Em vez disso, os regulamentos do COVID exigiam que toda a equipe de natação dos EUA compartilhasse um único PCA. A raiva previsível minou a imagem dos Jogos Paraolímpicos como um lugar de inclusão e bom senso.

Outro desafio é a alta probabilidade de trapaça, que pode perturbar o espírito dos esportes e dos jogos.

Nas Paraolimpíadas, há 539 eventos individuais em apenas 22 esportes para garantir uma competição justa. No entanto, isso também abre portas para quem participa de determinados eventos e busca forjar o grau de deficiência para obter benefícios injustos.

Nos Jogos Paraolímpicos de Sydney em 2000, houve um escândalo durante um evento de basquete para pessoas com deficiência intelectual em que 10 entre 12 jogadores de basquete espanhóis foram considerados totalmente deficientes.

Eles foram expostos a jornalistas mascarados e, eventualmente, forçados a devolver as medalhas timidamente.

Como resultado, a Comissão Paraolímpica removeu temporariamente todos os eventos para atletas com deficiência intelectual até as Olimpíadas de Londres de 2012, dando a centenas de atletas a oportunidade de competir por meio do comportamento egoísta de atletas sem deficiência.

Outro desafio é a implementação de regulamentações antidoping. Isso pode ser particularmente complicado, pois alguns atletas tomam medicamentos prescritos por razões médicas. Isso deve ser gerenciado por meio de um sistema de isenção de uso de tratamento para permitir que os para-atletas competam.

A ampla gama de categorias torna o teste difícil.

Nas Olimpíadas do Rio, 4.913 amostras foram analisadas em contraste com as 1.687 amostras nas Paraolimpíadas do Rio, embora a taxa de detecção adversa nas Paraolimpíadas fosse um pouco maior, 0,71% em vez de 0,59%.

Apesar de todos os obstáculos e riscos, as Paraolimpíadas ainda apresentam alguns sinais muito promissores.

Milhões de japoneses estão assistindo aos Jogos Paraolímpicos, incentivando a inclusão social e oferecendo novas e únicas oportunidades de promoção do paraesportivo na região.

A edição atual é a maior da história, com 4.537 atletas presentes, quase 200 a mais que o Rio em 2016 e muito mais do que os 600 atletas originais em Roma em 1960.

Paris e Brisbane sediarão os Jogos Paraolímpicos em 2024 e 2028, respectivamente.

Ambas são cidades modernas e voltadas para o exterior, com um forte compromisso com a promoção do paraesportivo e devem ser administradores confiáveis ​​para desenvolver ainda mais o movimento paraolímpico.

Ao hospedar um poderoso evento paraolímpico, você pode aumentar o perfil de muitos para-atletas de elite. Eles se tornam novos embaixadores da marca, continuam a ser um modelo forte, defendem a inclusão social, educam mais públicos sobre experiências de vida muitas vezes não relatadas e as vozes de pessoas menos ouvidas.

Mudar atitudes ainda é necessário, uma vez que as pessoas com deficiência continuam a enfrentar uma miríade de desafios na sociedade.

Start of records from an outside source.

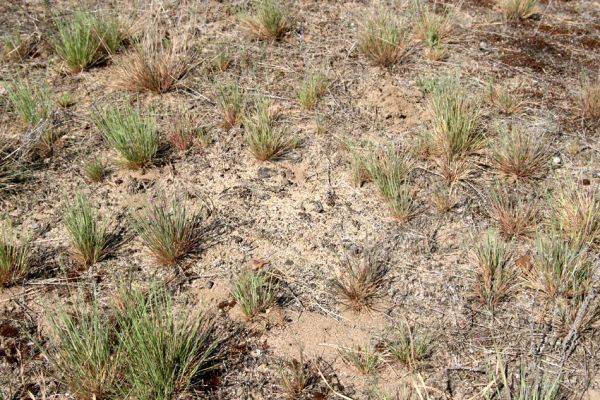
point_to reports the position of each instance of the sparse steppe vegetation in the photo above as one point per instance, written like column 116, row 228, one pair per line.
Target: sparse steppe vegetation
column 271, row 199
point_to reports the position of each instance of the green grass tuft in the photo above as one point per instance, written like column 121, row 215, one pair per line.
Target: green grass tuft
column 89, row 240
column 254, row 292
column 169, row 231
column 85, row 38
column 132, row 134
column 265, row 140
column 32, row 104
column 14, row 256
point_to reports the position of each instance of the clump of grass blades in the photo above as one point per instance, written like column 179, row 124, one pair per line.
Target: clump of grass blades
column 231, row 104
column 520, row 156
column 164, row 352
column 561, row 269
column 409, row 347
column 221, row 59
column 576, row 215
column 132, row 134
column 89, row 240
column 427, row 22
column 265, row 140
column 455, row 130
column 513, row 215
column 156, row 63
column 590, row 98
column 14, row 256
column 517, row 10
column 432, row 29
column 254, row 291
column 269, row 21
column 32, row 104
column 82, row 350
column 383, row 40
column 295, row 378
column 85, row 38
column 390, row 170
column 94, row 170
column 169, row 231
column 16, row 46
column 367, row 359
column 312, row 88
column 531, row 385
column 495, row 275
column 360, row 283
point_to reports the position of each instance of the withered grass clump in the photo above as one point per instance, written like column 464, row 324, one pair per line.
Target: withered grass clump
column 514, row 215
column 520, row 156
column 270, row 20
column 495, row 273
column 576, row 214
column 383, row 40
column 590, row 98
column 360, row 283
column 168, row 229
column 157, row 62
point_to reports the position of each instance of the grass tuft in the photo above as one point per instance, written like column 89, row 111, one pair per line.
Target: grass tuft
column 165, row 352
column 520, row 156
column 32, row 104
column 168, row 231
column 455, row 128
column 360, row 283
column 231, row 104
column 515, row 217
column 254, row 292
column 270, row 20
column 517, row 10
column 14, row 256
column 383, row 40
column 589, row 98
column 132, row 134
column 295, row 378
column 495, row 273
column 142, row 349
column 85, row 38
column 88, row 239
column 575, row 214
column 312, row 88
column 265, row 140
column 82, row 350
column 157, row 63
column 390, row 170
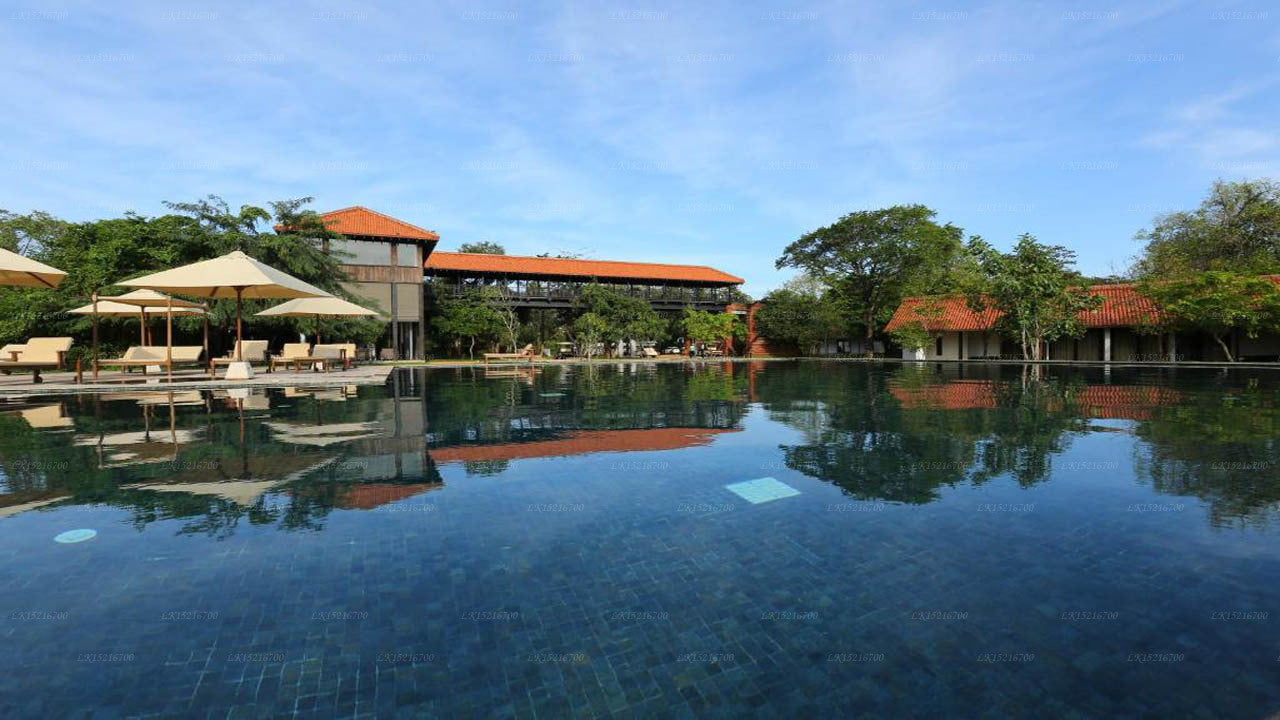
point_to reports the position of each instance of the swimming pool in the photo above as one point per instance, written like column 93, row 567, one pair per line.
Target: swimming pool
column 717, row 540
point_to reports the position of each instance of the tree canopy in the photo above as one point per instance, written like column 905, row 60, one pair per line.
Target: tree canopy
column 1235, row 228
column 871, row 259
column 1216, row 302
column 100, row 253
column 1034, row 288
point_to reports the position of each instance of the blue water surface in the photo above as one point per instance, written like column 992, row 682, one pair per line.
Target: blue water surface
column 548, row 542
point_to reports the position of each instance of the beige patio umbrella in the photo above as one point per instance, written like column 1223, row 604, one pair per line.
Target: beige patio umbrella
column 234, row 274
column 141, row 302
column 108, row 308
column 316, row 308
column 23, row 272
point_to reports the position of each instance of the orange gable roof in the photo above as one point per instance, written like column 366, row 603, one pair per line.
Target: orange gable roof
column 941, row 314
column 1121, row 306
column 364, row 222
column 565, row 267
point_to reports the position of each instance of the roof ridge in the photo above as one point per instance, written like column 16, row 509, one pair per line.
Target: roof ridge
column 384, row 215
column 580, row 260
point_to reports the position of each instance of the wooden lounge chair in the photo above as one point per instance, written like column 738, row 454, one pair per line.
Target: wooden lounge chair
column 528, row 351
column 252, row 351
column 296, row 354
column 12, row 351
column 39, row 354
column 154, row 355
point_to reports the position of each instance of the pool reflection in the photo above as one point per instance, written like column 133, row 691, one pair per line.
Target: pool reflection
column 896, row 433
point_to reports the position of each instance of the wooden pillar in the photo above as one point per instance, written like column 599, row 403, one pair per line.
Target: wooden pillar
column 420, row 260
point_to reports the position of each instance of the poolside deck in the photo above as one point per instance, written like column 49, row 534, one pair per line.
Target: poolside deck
column 64, row 383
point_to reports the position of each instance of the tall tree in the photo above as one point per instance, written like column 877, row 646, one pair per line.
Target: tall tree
column 872, row 258
column 1037, row 292
column 801, row 315
column 620, row 317
column 470, row 319
column 702, row 326
column 1217, row 302
column 1235, row 228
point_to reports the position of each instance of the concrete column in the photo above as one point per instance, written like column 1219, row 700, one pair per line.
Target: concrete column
column 394, row 319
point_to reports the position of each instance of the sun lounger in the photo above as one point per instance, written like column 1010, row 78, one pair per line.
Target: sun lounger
column 296, row 354
column 39, row 354
column 343, row 351
column 154, row 355
column 12, row 351
column 528, row 351
column 252, row 351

Mesmo aqueles que competem nas Paraolimpíadas, literalmente super-humanos, continuam a ser discriminados. Isso é mais bem ilustrado pela declaração aberta do ex-presidente dos Estados Unidos, Donald Trump, de que os Jogos Paraolímpicos eram “difíceis de ver”, embora aceitassem atletas paraolímpicos e antes ridicularizassem repórteres com deficiência.

Portanto, educar as pessoas que não conhecem as realizações paraolímpicas é mais importante do que nunca.

As opiniões expressas neste artigo são de responsabilidade do autor e não refletem necessariamente a posição editorial da Al Jazeera.